Be Careful What Standards You Use to Judge Historical Figures: The Case of Abraham Lincoln

abraham_lincoln2It’s always tricky to judge anyone’s moral character, much less that of historical figures who lived during times very different from our own. Most of the great people who founded the United States, for example, had slaves. Some even sired children with those slaves – like Thomas Jefferson. Hard to know how to judge that.
But most people feel pretty comfortable judging Abraham Lincoln, as being a great man with views on race well beyond those of his times. And that, indeed, is the truth. But take a closer look at what enlightened thinking looks like in those times. Here are words from a speech Lincoln gave where he tried to draw on the distinction between freeing slaves versus giving Negroes complete equality:

I have never seen to my knowledge a man, woman or child who was in favor of producing a perfect equality, social and political, between Negroes and white men. I recollect of but one distinguished instance that I ever heard of, so frequently as to be entirely satisfied of its correctness – and that is the case of Judge Douglas’s old friend Col. Richard M Johnson.
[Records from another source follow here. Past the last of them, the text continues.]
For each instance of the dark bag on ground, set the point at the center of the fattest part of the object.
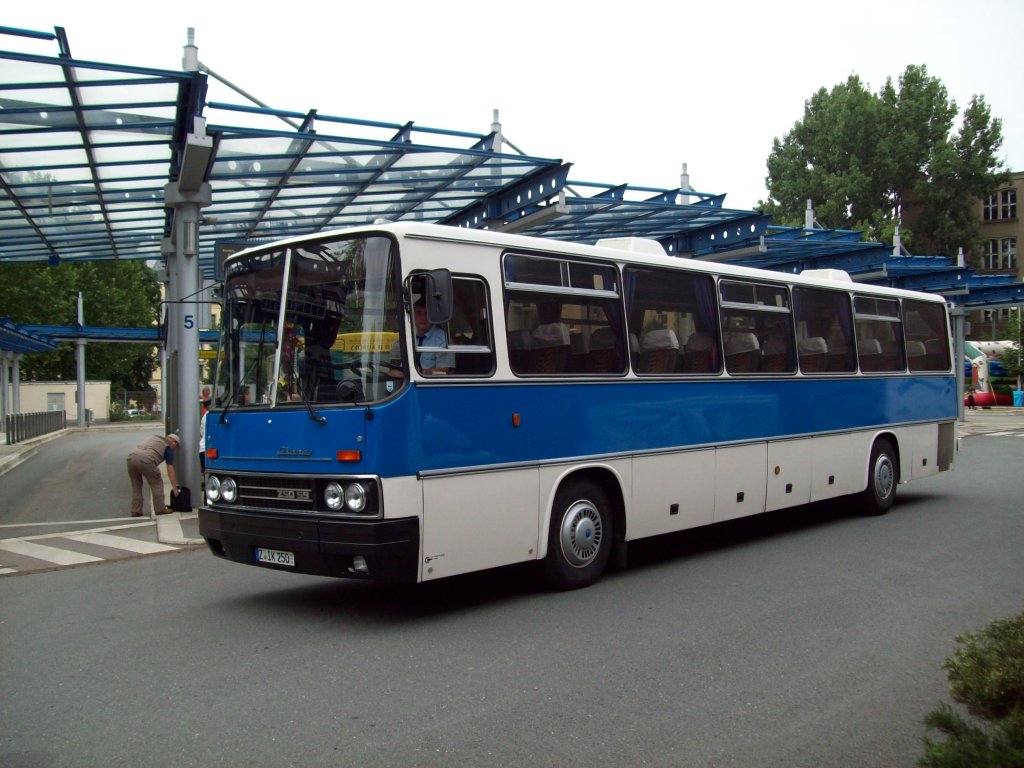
(181, 502)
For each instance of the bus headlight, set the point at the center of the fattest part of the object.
(212, 489)
(334, 497)
(355, 497)
(228, 491)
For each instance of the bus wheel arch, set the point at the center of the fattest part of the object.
(883, 476)
(587, 515)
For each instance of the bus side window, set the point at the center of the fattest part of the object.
(562, 316)
(463, 345)
(880, 334)
(470, 338)
(758, 325)
(824, 331)
(673, 322)
(927, 337)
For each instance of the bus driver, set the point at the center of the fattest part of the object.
(428, 335)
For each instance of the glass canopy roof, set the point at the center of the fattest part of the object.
(88, 147)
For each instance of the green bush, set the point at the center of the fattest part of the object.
(986, 675)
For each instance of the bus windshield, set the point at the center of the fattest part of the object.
(335, 339)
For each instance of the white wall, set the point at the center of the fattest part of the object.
(34, 397)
This drew laughter from the audience, as Lincoln anticipated, because Johnson was known to have had children with a woman of “mixed race.” Lincoln then continued milking the crowd for laughter:

I will also add… That I have never had the least apprehension that I or my friends would marry Negroes if there was no law to keep them from it, [more laughter from crowd] but as Judge Douglas and his friends seem to be in great apprehension that they might, if there were no law to keep them from it, [even more laughter] I give him the most solemn pledge that I will to the very last stand by the law of this State, which forbids the marrying of white people with Negroes.

Remember that what Lincoln was espousing back then, as awful as it sounds to us now, was a dangerously progressive view at that time.